For a little while, maybe. However, you need to read my recommendations above. He will continue to hurt you and your daughter without extensive treatment for alcoholism and mental illness.
3)Maybe him getting arrested and having to do any programs the court orders him to do will end the abuse?
Not likely. The court will do its best ideally, but it is not likely to require him to do the amount of healing that he needs.
4)Is my daughter in danger (even though he has never hit her or yelled at her)?
Yes, your daughter is in danger. She is already being hurt by witnessing your abuse. If you cannot end this relationship for yourself, please do it for your daughter.
5)Could my husband have a personality disorder?
I cannot diagnose him in this context, as it would be unprofessional.
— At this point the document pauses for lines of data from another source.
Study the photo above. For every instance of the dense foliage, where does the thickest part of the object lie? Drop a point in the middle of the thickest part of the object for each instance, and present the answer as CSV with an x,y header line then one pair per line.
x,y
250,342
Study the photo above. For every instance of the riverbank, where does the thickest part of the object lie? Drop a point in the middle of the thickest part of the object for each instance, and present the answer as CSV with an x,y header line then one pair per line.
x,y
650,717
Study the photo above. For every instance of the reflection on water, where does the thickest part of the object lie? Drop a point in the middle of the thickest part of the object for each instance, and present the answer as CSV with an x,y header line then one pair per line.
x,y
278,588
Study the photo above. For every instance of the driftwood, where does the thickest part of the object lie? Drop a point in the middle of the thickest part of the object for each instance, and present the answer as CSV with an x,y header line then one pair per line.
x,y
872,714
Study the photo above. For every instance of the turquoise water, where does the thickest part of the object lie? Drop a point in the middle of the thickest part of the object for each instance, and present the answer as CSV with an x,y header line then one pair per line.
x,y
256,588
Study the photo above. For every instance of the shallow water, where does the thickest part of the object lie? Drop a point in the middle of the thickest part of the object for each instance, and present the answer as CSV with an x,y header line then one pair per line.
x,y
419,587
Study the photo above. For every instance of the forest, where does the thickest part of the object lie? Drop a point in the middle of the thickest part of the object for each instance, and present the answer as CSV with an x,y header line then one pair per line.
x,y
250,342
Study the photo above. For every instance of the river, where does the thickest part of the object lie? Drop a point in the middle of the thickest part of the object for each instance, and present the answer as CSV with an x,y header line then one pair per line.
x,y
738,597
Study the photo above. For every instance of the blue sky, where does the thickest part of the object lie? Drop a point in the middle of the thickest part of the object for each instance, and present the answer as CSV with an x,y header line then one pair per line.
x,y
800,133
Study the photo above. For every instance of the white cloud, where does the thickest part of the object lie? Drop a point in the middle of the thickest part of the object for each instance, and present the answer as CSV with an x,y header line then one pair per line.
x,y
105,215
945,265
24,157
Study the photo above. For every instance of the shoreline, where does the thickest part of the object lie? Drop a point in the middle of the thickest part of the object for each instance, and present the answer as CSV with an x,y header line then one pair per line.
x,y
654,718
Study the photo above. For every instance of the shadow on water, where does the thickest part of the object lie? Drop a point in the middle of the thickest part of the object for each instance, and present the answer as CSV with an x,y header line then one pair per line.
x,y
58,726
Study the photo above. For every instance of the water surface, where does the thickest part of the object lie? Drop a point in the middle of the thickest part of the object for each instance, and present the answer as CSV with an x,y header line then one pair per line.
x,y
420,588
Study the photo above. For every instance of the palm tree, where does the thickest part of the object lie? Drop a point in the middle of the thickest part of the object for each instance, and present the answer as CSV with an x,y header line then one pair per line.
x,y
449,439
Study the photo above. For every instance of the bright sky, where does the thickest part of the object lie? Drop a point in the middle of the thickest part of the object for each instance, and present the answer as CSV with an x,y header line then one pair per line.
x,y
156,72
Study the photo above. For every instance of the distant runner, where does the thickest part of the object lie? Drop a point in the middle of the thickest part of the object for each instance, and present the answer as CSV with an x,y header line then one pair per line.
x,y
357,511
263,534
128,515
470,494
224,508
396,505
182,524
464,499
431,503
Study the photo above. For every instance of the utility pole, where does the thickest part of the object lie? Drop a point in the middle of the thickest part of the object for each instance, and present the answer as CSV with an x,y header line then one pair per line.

From what you've reported, however, I can say that he would likely receive multiple diagnoses if he were to enter treatment.
6)Or are we just too damaged?
The short answer is yes. Not only are you all three damaged, your marriage relationship is damaged beyond repair. After this much abuse for this long, relationships cannot be healed, but people can.

B, you are in a "Battered wife syndrome." Read more about that in this article. I suggest you start attending ALANON meetings regularly, and get some counseling for yourself. The worst possible thing you could do is to go back to living with your husband.

The sad truth is, B, you need as much help as your husband does, but you're wise enough and healthy enough to ask for it, and as far as we know, he is not seeking help for himself.

I wish you all the best as you move toward healing for yourself, and eventually, when the time is right, you will want to get some therapy for your daughter because of what she has witnessed and been exposed to.